Wien 2008-11-18 (OTS) - BZÖ-Generalsekretär Martin Strutz sieht in dem offenbar erfolgten Auslieferungsantrag gegen Peter Westenthaler eine "offensichtliche politische Inszenierung, bei der die SPÖ die Fäden zieht". Strutz verweist hier auf die vorliegenden Tatsachen: So handelt es sich hier um einen SPÖ-Funktionär aus Niederösterreich der sogar für die SPÖ als Gemeinderat kandidiert hat. Es gibt nicht einen einzigen Beweis, wie beispielsweise ein ärztliches Attest. Die Anzeige sei erst nach Wochen erfolgt. 4 Zeugen belegen die Darstellung Peter Westenthalers und jetzt, Monate nach der Europameisterschaft stellt die Staatsanwaltschaft erst den Auslieferungsantrag an das Parlament. "Offensichtlich agiert die Staatsanwaltschaft auf SPÖ-Zuruf".

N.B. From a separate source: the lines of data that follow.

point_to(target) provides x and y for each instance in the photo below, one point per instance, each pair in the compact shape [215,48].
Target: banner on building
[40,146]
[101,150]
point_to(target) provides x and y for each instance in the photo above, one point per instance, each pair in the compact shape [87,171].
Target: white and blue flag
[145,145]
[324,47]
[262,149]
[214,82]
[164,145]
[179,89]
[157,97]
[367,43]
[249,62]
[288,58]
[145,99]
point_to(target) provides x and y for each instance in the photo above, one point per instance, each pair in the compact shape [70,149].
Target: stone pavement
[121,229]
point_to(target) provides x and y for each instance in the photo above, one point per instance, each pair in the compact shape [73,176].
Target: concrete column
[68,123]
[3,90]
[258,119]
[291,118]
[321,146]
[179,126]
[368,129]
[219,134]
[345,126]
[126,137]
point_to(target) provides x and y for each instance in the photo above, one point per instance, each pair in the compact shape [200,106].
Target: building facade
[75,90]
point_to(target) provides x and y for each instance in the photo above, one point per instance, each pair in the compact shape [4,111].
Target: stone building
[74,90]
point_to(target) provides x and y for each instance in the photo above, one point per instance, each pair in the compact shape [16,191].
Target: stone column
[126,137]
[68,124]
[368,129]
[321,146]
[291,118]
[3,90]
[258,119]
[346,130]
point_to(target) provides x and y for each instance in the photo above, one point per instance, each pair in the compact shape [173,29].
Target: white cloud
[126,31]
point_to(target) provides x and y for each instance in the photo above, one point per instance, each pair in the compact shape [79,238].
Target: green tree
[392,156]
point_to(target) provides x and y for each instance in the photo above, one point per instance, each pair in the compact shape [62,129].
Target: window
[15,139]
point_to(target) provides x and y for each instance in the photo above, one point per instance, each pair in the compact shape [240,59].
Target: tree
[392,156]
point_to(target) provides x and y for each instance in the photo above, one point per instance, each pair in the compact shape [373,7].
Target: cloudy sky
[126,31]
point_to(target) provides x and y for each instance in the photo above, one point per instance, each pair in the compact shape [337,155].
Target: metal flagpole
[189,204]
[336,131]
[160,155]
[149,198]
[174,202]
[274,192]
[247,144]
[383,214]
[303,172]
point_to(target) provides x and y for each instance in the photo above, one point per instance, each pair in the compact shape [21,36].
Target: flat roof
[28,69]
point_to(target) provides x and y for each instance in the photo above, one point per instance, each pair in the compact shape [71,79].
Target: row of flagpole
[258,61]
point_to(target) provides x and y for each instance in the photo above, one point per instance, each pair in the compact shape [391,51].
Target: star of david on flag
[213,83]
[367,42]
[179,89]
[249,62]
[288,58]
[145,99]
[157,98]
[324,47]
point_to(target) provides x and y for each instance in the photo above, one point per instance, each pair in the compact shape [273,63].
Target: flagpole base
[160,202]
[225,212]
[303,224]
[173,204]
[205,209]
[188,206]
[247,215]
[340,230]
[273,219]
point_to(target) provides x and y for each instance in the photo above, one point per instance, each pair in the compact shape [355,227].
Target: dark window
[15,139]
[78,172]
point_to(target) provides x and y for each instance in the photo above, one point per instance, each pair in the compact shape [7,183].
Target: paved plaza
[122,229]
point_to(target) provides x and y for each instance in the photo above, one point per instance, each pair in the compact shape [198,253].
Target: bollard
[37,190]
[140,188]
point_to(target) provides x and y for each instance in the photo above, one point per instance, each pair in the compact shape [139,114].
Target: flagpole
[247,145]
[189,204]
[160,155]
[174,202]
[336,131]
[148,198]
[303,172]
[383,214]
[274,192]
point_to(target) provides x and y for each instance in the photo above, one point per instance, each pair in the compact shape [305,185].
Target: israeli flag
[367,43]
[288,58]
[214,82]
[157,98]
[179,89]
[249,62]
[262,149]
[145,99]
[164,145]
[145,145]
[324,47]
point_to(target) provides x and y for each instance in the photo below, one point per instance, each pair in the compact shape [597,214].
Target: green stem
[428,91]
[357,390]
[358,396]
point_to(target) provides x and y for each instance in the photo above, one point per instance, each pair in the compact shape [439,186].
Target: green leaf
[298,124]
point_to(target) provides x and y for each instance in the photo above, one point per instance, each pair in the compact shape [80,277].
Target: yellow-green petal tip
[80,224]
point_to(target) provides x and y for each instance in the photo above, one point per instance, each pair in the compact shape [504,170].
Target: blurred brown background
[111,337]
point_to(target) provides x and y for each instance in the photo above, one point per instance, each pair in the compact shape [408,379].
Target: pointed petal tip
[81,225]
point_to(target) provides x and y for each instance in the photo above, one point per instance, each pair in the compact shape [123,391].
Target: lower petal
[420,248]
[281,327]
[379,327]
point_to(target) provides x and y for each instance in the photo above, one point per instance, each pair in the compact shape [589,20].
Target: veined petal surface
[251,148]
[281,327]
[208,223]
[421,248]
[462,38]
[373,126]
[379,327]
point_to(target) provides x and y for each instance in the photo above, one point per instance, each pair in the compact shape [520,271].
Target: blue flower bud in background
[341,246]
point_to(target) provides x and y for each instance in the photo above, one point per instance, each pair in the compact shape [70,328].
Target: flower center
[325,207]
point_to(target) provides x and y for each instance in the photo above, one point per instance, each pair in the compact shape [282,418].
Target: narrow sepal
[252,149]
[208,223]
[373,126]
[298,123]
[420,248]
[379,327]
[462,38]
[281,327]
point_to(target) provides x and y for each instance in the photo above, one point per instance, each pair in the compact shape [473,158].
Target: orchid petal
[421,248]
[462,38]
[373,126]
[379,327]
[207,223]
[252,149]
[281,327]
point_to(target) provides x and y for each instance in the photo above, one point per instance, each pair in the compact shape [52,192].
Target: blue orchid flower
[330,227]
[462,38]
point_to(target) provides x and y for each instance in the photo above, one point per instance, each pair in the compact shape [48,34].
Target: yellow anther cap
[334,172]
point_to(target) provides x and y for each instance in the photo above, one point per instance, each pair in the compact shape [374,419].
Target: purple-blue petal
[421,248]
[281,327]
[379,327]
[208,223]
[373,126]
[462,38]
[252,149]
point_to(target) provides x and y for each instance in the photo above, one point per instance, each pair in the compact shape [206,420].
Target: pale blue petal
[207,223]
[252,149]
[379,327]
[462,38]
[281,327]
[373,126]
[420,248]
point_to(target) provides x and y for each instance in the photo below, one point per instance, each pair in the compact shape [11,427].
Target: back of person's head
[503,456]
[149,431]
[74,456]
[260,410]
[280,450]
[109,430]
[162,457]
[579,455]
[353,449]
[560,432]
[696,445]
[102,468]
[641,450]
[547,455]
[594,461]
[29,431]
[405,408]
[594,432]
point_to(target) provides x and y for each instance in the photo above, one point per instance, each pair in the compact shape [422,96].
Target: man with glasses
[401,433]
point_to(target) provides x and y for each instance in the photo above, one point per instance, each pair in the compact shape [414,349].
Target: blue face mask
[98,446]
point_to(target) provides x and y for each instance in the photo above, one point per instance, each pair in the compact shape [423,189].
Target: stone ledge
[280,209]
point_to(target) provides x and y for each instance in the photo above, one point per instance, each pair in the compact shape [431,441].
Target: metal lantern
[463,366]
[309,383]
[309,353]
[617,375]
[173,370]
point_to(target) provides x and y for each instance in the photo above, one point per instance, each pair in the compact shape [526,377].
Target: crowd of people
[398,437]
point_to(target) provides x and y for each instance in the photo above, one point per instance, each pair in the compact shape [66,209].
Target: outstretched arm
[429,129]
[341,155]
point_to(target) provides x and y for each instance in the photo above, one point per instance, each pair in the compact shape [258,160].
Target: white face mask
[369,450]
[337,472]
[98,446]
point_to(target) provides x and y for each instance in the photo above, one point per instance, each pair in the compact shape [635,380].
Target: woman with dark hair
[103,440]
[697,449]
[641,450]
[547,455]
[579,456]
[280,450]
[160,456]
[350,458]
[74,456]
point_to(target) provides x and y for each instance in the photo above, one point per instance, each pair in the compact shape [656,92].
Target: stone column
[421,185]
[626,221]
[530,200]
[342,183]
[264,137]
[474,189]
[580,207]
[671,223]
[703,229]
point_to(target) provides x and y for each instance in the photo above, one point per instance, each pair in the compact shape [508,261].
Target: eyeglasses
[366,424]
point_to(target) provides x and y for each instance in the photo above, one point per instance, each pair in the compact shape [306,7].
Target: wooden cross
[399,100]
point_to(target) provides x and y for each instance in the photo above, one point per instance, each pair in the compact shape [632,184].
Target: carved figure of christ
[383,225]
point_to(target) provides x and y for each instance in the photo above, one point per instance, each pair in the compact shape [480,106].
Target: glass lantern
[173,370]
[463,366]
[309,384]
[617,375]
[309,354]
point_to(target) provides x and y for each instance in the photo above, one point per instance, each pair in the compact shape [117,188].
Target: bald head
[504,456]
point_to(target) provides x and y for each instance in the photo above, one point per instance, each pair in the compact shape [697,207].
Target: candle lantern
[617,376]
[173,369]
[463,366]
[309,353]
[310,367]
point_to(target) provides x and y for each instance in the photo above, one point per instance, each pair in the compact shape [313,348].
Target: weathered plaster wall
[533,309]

Die Frage der Immunität Peter Westenthalers sei im zuständigen Ausschuss des Parlaments zu beraten. Das BZÖ habe immer die Abschaffung der Immunität gefordert, "da es ein ungerechtes Politikerprivileg darstellt". Auch habe die Immunität ihre Berechtigung dadurch verloren, dass im Parlament keine einheitliche Auslieferungspraxis verfolgt worden ist und nur mehr parteipolitisch motiviert entschieden wird.